The respective outer boundaries 156 of the crosstalk shields 147 of the first electrical connectors can be shaped differently than the respective outer boundaries 156 of the second plurality of crosstalk shields 148, such that each of the second plurality of crosstalk shields 148 defines respective shield areas that are different than those of the first plurality of crosstalk shields 147. For example, each of the second plurality of crosstalk shields 148 can define respective shield areas that are smaller than the respective shield areas of the first plurality of crosstalk shields 147. It should be appreciated that the first electrical connectors and the modified electrical connectors 102 of the kit are not limited to the respective geometries of the illustrated crosstalk shields 147 and 148, respectively, and that the respective geometries of at least one, such as each of the crosstalk shields 147 or 148, respectively, can be alternatively constructed as desired.

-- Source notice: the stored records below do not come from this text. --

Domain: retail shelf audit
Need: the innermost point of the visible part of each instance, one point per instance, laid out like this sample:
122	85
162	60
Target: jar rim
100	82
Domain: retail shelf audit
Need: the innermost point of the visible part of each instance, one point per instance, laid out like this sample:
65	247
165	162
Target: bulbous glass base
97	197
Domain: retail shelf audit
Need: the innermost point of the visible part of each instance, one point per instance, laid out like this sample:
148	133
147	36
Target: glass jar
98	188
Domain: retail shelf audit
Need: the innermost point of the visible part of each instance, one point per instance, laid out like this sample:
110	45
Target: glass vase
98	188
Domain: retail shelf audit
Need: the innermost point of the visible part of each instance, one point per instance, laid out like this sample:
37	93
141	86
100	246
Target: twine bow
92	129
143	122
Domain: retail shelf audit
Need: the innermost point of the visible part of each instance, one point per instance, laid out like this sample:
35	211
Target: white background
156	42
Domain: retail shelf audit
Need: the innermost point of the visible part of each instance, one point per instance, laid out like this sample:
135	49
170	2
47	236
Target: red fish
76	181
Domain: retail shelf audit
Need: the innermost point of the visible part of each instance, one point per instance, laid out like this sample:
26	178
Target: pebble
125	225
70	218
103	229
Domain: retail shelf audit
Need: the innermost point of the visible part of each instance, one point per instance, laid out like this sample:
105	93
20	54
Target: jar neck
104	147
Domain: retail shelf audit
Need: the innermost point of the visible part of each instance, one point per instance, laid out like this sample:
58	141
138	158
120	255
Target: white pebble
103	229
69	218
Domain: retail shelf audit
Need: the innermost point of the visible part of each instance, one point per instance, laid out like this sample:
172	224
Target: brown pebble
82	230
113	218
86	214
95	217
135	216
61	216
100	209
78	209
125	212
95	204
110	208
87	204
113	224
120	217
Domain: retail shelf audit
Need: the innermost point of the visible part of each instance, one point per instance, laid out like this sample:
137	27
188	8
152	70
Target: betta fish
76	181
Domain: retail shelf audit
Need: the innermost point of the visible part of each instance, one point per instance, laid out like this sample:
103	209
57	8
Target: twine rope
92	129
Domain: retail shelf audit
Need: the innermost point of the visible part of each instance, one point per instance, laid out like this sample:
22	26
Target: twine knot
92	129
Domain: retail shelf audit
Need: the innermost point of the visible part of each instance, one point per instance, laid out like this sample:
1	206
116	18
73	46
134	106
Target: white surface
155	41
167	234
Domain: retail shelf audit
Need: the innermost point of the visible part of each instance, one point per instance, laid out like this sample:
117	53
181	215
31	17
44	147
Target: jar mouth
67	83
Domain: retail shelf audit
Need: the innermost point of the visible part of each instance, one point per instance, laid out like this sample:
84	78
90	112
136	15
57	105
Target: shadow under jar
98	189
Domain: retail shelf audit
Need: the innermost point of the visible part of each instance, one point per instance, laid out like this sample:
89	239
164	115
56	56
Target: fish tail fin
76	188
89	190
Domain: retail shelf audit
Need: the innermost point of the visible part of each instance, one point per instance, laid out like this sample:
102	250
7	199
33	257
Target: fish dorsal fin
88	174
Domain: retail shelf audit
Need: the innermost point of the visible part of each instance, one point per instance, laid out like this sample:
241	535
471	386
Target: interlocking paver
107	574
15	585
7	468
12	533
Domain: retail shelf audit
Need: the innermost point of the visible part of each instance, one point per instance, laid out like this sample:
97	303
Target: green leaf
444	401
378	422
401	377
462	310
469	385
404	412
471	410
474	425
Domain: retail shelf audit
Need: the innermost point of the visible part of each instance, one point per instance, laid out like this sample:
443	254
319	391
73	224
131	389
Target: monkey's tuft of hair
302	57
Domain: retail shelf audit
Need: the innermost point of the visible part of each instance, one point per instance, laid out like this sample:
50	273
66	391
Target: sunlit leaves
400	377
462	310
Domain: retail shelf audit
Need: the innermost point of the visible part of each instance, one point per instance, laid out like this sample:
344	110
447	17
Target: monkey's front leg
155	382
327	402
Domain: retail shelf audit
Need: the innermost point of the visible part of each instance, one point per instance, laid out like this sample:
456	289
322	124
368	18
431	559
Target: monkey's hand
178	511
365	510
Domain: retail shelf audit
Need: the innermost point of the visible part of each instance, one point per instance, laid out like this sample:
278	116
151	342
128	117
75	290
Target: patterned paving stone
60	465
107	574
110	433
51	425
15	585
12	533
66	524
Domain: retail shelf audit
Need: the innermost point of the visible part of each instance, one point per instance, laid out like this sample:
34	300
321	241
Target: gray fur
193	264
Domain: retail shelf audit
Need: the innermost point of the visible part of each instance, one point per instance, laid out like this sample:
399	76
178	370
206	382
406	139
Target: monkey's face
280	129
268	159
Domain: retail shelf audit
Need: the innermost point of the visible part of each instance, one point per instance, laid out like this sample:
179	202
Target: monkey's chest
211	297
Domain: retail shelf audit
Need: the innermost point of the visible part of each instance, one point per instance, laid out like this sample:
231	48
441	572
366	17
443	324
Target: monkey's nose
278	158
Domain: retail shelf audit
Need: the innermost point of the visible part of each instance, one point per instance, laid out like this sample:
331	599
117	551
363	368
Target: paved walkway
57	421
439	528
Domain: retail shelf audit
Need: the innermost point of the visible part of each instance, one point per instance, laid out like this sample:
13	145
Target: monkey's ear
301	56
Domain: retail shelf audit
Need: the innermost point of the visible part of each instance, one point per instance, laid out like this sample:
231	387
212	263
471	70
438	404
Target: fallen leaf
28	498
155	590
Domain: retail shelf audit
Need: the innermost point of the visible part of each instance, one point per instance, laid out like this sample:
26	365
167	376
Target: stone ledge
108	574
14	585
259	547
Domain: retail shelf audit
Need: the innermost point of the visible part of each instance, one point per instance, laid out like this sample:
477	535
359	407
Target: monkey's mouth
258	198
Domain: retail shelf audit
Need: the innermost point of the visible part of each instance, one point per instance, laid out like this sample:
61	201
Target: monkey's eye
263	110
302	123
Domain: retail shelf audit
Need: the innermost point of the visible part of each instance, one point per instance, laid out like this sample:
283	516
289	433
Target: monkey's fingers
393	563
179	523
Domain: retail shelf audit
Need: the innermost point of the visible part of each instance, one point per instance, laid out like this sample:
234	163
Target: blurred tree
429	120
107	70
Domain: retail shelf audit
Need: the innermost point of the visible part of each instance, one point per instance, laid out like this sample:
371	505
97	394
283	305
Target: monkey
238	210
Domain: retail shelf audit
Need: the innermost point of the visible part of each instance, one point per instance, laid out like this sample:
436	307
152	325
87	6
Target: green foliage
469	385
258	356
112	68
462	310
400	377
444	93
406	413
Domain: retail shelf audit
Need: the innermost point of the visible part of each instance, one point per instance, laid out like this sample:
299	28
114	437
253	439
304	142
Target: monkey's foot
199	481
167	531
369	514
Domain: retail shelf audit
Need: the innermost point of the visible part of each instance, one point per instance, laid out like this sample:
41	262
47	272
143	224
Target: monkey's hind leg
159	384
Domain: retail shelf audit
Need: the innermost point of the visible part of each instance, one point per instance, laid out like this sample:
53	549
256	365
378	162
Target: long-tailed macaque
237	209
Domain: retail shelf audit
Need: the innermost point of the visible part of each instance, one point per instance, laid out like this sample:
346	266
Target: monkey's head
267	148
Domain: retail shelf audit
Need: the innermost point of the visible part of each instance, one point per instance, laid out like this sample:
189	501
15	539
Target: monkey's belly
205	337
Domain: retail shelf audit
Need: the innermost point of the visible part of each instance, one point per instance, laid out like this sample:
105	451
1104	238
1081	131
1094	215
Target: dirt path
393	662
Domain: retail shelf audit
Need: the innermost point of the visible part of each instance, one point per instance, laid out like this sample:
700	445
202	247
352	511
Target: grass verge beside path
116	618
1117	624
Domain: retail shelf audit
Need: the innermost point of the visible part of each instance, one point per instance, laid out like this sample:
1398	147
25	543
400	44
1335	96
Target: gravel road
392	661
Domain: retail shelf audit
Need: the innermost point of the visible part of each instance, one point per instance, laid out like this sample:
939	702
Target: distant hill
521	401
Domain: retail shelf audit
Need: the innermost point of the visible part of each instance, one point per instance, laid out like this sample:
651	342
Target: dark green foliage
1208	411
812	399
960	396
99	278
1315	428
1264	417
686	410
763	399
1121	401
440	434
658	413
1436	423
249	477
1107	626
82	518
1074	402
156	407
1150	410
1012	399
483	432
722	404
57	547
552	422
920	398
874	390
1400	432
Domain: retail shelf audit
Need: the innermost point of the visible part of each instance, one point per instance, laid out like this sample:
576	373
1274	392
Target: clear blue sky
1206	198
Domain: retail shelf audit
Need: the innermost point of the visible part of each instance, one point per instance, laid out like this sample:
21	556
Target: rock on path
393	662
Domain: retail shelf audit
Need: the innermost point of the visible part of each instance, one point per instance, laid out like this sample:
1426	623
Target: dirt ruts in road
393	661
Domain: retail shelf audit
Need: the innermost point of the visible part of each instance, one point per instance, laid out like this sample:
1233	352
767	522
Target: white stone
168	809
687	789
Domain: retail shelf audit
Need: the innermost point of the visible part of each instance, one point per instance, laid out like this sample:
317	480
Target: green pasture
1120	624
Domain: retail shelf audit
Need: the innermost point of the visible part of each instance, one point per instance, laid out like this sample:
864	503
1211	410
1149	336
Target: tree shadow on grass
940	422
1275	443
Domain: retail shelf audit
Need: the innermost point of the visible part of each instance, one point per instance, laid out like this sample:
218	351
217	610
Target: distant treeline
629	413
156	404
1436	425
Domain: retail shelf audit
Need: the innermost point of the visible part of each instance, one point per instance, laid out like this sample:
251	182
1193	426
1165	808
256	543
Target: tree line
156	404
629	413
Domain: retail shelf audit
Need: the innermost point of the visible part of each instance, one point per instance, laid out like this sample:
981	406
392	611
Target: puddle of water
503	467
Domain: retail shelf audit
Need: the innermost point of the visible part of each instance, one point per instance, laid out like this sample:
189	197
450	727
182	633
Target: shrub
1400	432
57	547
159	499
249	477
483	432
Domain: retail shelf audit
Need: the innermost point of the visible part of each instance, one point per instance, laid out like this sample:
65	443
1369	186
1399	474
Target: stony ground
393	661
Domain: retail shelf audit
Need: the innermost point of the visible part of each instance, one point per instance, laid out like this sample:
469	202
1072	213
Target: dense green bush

It should further be appreciated that the kit can include a plurality of loose components that can be assembled into one or more electrical connectors, such as the first electrical connector or the modified electrical connector, or any other suitable electrical connector. For instance, the kit can include a plurality of connector housings 112, respective pluralities of first and second leadframe assemblies 120 a and 120 b, respectively, and a plurality of third leadframe assemblies 120 c having crosstalk shields that are constructed the same or differently. For instance respective ones of the plurality of third leadframe assemblies 120 c can include crosstalk shields having the geometries of the crosstalk shields 147 or 148, respectively, or crosstalk shields having any other suitable geometries, for instance crosstalk shields that define any suitable shield areas, in any combination as desired. In this regard, the respective components of the kit can be assembled into respective electrical connectors so as to tune the respective electrical characteristics of the assembled electrical connectors as desired.

The foregoing description is provided for the purpose of explanation and is not to be construed as limiting the electrical connector. While various embodiments have been described with reference to preferred embodiments or preferred methods, it is understood that the words which have been used herein are words of description and illustration, rather than words of limitation. Furthermore, although the embodiments have been described herein with reference to particular structure, methods, and embodiments, the electrical connector is not intended to be limited to the particulars disclosed herein. For instance, it should be appreciated that structure and methods described in association with one embodiment are equally applicable to all other embodiments described herein unless otherwise indicated. Those skilled in the relevant art, having the benefit of the teachings of this specification, may effect numerous modifications to the electrical connector as described herein, and changes may be made without departing from the spirit and scope of the electrical connector, for instance as set forth by the appended claims.